When I think of influential characters, a long list of amazingly written fictional men and women comes to mind. However, when it comes down to it, the character of Alec Lightwood from Cassandra Clare’s award-winning The Mortal Instruments has had the most profound an effect on me. If you’re familiar with the series, you will hopefully understand what I mean. If you’re not, well all I hope is that I can do an extremely complex and beautifully written character the justice he warrants.
I think Alec is particularly relatable to the primarily teenage audience of the books because he, more than any other of the book’s characters, is still figuring out who he is. This self-discovery is a journey young people are continually travelling and it is refreshing to find a character who is not so ‘finished’ or self-assured in himself and who he is. The vast majority of YA protagonists today are fearless, confident, reckless risk-takers. What authors are overlooking is the great appeal of the exact opposite. Alec is hesitant and fearful and careful, but he’s a hero because of those things rather than in spite of them. He rewrote my definition of what a hero is, and as someone who associated heroism with fearlessness, this new brand of warrior is extremely empowering.

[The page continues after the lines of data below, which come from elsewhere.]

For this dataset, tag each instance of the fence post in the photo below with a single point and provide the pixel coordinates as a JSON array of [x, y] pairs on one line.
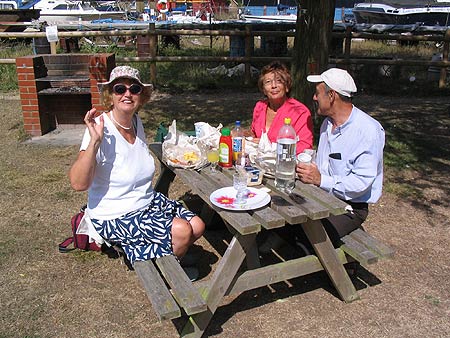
[[153, 45], [248, 54], [53, 47], [444, 58]]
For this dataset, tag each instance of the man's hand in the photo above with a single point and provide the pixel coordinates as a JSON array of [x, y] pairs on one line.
[[308, 173]]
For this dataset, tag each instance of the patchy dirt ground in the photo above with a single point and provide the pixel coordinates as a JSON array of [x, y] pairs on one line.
[[47, 294]]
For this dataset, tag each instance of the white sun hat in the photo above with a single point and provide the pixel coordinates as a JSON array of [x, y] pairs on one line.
[[337, 79]]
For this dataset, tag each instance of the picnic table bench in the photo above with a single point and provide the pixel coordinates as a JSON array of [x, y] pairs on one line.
[[171, 292]]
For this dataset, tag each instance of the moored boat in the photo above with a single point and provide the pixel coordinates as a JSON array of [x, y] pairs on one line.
[[404, 12], [12, 18], [56, 11]]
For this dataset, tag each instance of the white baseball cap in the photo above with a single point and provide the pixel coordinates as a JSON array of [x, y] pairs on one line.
[[337, 79]]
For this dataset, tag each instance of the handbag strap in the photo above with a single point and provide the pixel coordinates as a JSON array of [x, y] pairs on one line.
[[63, 246]]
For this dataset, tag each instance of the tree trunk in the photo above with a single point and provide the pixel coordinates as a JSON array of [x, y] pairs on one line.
[[315, 20]]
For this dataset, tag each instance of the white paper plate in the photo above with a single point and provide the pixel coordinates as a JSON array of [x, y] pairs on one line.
[[224, 198]]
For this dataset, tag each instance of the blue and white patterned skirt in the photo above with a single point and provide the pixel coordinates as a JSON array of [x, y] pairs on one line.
[[146, 233]]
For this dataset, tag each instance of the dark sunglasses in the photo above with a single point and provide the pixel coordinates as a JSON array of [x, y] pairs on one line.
[[120, 89]]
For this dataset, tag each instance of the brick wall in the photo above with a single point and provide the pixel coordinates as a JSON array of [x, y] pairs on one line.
[[42, 110]]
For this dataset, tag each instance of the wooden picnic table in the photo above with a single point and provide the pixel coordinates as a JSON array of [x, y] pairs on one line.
[[306, 207]]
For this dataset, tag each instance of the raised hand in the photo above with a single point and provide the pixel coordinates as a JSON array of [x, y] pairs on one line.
[[95, 129]]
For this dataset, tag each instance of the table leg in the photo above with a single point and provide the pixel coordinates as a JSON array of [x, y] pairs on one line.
[[165, 178], [327, 255], [220, 283]]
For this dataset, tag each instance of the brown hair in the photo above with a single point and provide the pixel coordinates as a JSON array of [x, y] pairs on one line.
[[279, 69], [107, 95]]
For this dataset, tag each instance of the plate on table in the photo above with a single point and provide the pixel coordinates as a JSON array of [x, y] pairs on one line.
[[224, 198]]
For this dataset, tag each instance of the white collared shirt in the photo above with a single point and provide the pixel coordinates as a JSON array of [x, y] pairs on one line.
[[350, 158]]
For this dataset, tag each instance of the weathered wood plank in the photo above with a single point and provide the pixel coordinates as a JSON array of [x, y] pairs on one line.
[[372, 244], [162, 301], [219, 284], [184, 291], [166, 176], [326, 253], [358, 251], [335, 205], [303, 206], [274, 273]]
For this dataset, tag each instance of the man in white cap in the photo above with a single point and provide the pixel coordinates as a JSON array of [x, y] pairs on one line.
[[349, 160]]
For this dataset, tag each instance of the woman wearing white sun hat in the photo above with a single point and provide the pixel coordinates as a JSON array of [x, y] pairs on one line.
[[115, 166]]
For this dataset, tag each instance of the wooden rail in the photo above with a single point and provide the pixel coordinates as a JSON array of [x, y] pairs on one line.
[[248, 35]]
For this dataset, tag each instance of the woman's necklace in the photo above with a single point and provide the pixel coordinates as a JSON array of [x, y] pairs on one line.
[[115, 121]]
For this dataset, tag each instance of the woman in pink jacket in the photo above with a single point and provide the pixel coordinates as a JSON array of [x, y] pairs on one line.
[[275, 82]]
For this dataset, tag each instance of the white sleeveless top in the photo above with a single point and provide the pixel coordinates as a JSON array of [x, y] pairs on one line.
[[123, 176]]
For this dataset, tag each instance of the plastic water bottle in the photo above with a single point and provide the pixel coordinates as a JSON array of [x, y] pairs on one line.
[[285, 165], [225, 149], [237, 135]]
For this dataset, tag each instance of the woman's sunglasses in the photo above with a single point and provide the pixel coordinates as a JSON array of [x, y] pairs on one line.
[[121, 89]]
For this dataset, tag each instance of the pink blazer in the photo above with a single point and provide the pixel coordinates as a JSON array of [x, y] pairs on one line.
[[300, 120]]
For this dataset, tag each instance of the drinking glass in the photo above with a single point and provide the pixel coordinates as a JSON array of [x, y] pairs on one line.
[[241, 161], [212, 156], [240, 184]]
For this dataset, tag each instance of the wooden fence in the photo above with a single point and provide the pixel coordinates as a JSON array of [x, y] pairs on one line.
[[248, 35]]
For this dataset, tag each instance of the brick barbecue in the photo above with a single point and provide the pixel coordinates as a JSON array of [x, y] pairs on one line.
[[58, 89]]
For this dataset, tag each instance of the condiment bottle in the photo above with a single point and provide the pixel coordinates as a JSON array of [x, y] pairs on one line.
[[237, 136], [225, 149]]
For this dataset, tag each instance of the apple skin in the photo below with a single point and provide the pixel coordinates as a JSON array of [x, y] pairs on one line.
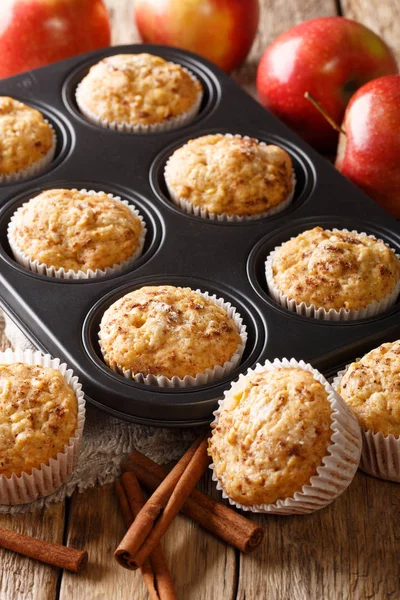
[[330, 57], [369, 153], [34, 33], [220, 30]]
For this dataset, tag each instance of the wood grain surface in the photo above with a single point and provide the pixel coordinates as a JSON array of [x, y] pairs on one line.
[[350, 550]]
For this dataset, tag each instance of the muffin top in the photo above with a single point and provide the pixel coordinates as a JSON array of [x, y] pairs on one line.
[[76, 230], [371, 387], [138, 89], [25, 137], [272, 434], [230, 174], [164, 330], [38, 416], [335, 269]]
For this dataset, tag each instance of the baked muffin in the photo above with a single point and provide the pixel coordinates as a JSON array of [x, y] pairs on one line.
[[139, 92], [229, 176], [353, 274], [165, 331], [27, 140], [272, 443], [71, 232]]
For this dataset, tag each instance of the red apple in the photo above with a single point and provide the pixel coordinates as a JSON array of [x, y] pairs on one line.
[[369, 151], [34, 33], [330, 58], [220, 30]]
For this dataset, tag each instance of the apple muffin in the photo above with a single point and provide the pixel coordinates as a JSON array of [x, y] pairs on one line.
[[27, 140], [231, 176], [139, 92]]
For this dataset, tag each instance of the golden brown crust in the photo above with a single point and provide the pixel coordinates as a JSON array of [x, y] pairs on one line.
[[138, 89], [164, 330], [77, 230], [272, 434], [230, 174], [371, 387], [38, 416], [25, 137], [335, 270]]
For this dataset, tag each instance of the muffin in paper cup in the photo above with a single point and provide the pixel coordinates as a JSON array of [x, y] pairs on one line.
[[204, 213], [60, 273], [46, 479], [208, 376], [319, 312], [337, 468]]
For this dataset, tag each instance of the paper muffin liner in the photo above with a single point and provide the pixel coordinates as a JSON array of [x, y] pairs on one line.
[[338, 466], [380, 454], [173, 123], [50, 271], [218, 372], [310, 310], [34, 169], [204, 213], [44, 480]]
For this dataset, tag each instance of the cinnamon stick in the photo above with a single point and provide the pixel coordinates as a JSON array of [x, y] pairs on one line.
[[52, 554], [218, 519], [162, 507]]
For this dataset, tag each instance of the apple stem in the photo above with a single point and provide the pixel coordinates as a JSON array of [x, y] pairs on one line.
[[323, 112]]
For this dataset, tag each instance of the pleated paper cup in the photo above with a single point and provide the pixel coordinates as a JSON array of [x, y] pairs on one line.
[[210, 375], [380, 454], [46, 479], [319, 312], [60, 273], [204, 213], [339, 465], [172, 123]]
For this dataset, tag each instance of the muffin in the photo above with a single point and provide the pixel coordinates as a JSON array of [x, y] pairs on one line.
[[230, 177], [76, 234], [334, 274], [171, 336], [41, 421], [27, 140], [371, 388], [283, 441], [139, 93]]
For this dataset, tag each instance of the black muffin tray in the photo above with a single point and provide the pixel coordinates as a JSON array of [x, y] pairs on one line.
[[62, 316]]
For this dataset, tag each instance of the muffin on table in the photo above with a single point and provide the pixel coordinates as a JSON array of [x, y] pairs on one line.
[[139, 93], [76, 234], [27, 140], [171, 336], [334, 274], [230, 177], [371, 388]]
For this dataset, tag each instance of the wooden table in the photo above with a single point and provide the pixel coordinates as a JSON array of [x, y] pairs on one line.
[[349, 550]]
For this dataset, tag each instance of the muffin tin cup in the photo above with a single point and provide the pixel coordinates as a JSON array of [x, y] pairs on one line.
[[310, 310], [210, 375], [51, 271], [338, 466], [173, 123], [380, 454], [204, 213], [45, 480]]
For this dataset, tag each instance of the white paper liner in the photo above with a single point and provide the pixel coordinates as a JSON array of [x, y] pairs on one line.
[[209, 375], [173, 123], [204, 213], [37, 167], [50, 271], [310, 310], [380, 454], [338, 466], [48, 477]]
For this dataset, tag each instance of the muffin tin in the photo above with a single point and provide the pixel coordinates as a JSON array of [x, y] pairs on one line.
[[62, 316]]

Alec causes readers to challenge their own morals on the lengths we go to for those we love. I won’t give any spoilers, however I will say that Alec ultimately ends up doing something drastic in an attempt to remain with his immortal boyfriend, which he ends up paying heavily for. If there’s anything that’s intriguing, it’s a character that provokes moral questioning in the reader. How far do we go for love? And what happens when we go too far?
In the opening book, Alec is not the protagonist’s number one fan and Clare avoids the stereotypical trend in teen fiction of vilifying any character who happens not to be the main character’s best friend. It is easy for YA authors to believe that they need to oversimplify and ‘water down’ the complexity of alliances for their audience into the main characters side and the bad side. Clare’s avoidance of this is refreshing and has gained her much respect from her readership.
Ultimately, Alec stands for some extremely powerful ideas; loyalty to family, the extent we go to for love and the importance of standing up for yourself and your beliefs in a society that doesn’t always agree with them. And that, more than anything, is what makes Alec a character I would proudly declare an admirable literary role model.